By and large, the news in 2017 was not good on the cybersecurity front. Whether you follow media headlines or industry studies, attacks are up, breaches are larger and threat actors are more sophisticated than ever. Unfortunately, many organizations fail to take basic precautions to mitigate these risks. As a result, breaches often go unreported, leaving millions of customers unaware that their personal data is exposed.

The technical challenges are growing, but technical solutions are also increasingly available. However, many of these tools go unused or unnoticed by organizations. The real issue here is cybersecurity leadership — or a lack thereof.

Staying Out of the Spotlight

CIO Insight detailed some of 2017’s most noteworthy breaches and the blunders that put those companies in a negative media spotlight. Failures at the leadership level included negligence in risk management and poor handling of incidents after they occurred. These lapses ran the gamut from embarrassing to infuriating.

For example, a cybersecurity consulting firm failed to implement basic protections on its network and took months to discover that its most confidential customer discussions were exposed. Similarly, a financial firm failed to notify millions of consumers that their data had been compromised and even endeavored to mislead them once the breach went public.

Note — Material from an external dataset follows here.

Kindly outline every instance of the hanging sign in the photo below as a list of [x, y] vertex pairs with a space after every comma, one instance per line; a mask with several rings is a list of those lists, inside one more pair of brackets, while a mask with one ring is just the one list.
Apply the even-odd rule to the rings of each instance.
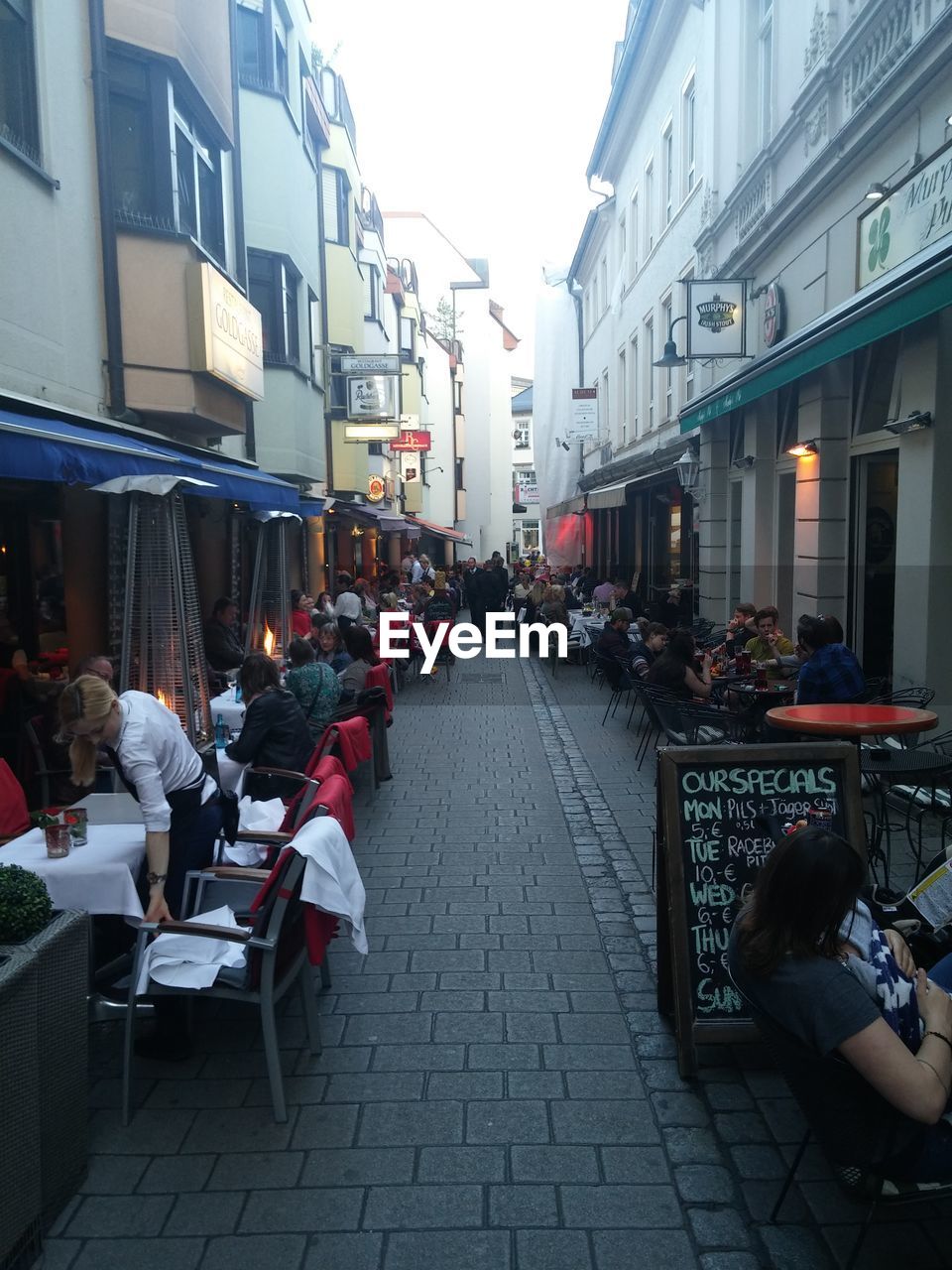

Study results may not be quite as vivid, but they are just as alarming. According to the Identity Theft Resource Center (ITRC), the total number of breaches rose 40 percent in 2016, and a midyear report by the same firm predicted another 37 percent jump by the end of 2017. Furthermore, a recent Ponemon study revealed that 56 percent of companies experienced a breach due to third-party error last year, a 7 percent increase over 2016.

At least we can conclude that false confidence is not the problem. Only 17 percent of respondents to the Ponemon survey said their organizations were effective in minimizing third-party risk, down from 22 percent a year ago. In addition, only 35 percent said they expected their third-party partners to promptly notify them of a breach. When it comes to fourth parties and beyond, that number fell to just 11 percent.

The Cybersecurity Leadership Deficit

All of these failures, CIO Insight noted, point to “a completely broken mindset and haphazard approach” to cybersecurity. This attitude is shaped from the top, if only passively, through inaction. As such, it can only be changed from the top. That’s why security leaders must help executives understand the organization’s risk posture from both a security standpoint and a business perspective. For their part, top leadership must become more involved in cybersecurity initiatives and budget accordingly.

The essential element of leadership is not in the particulars, but in active engagement with security challenges. Attackers are out there, but effective defense measures are available to help organizations protect their most sensitive data. Cybersecurity leadership consists of recognizing the dangers and taking them on, not reacting with passivity and evading responsibility.